Manufacturing PMI figures were slightly lower at 48.9 percent. However, this was higher than the 48.2 percent predicted by analysts and the 47.9 percent figure from last month. This indicates that manufacturing demand is holding steady while demand for services is weakening somewhat.
The S&P 500 finished the week down 119 points to finish at 4,320, which was a 2.69 percent drop. On Monday, the market made its high of the week at 4,465 and stayed in a tight range before the Fed announcement. Afterward, the market spent the rest of the week trending lower before finishing Friday at a daily and weekly low.
As with the S&P, the Nasdaq also finished the week significantly lower having lost 476 points to close Friday at 13,211. This was a 3.48 percent loss compared to Monday’s open of 13,691, which also happened to be close to the high of the week. The actual high of 13,749 was reached on Monday afternoon, and the market would remain near that level until Wednesday. After a significant drop on Wednesday, the market would make its low of the week of 13,210 on Thursday morning.
Finally, the Dow 30 would finish the week at 33,963, which represented a loss of 654 points since Monday’s open.

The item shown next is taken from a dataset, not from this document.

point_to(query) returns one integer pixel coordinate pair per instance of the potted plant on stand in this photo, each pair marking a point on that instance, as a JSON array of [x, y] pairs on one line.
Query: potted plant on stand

Unlike the other two major indices, the Dow would make its high of the week on Wednesday at 34,793 just prior to the Fed’s announcement. From there, the Dow would reverse course and continue to fall through the closing bell on Friday.
This upcoming week is relatively light on news coming out of the United States. On Tuesday, the Consumer Board (CB) Consumer Confidence Index is set to be released while Thursday sees the release of final GDP figures for the last quarter. Federal Reserve Chairman Powell is scheduled to speak at 4 p.m. on Thursday, which will likely have traders on edge looking for clues about future interest rate decisions. Finally, Core Price PCE Index numbers will be revealed on Friday in addition to revised consumer sentiment and inflation expectation figures from the University of Michigan.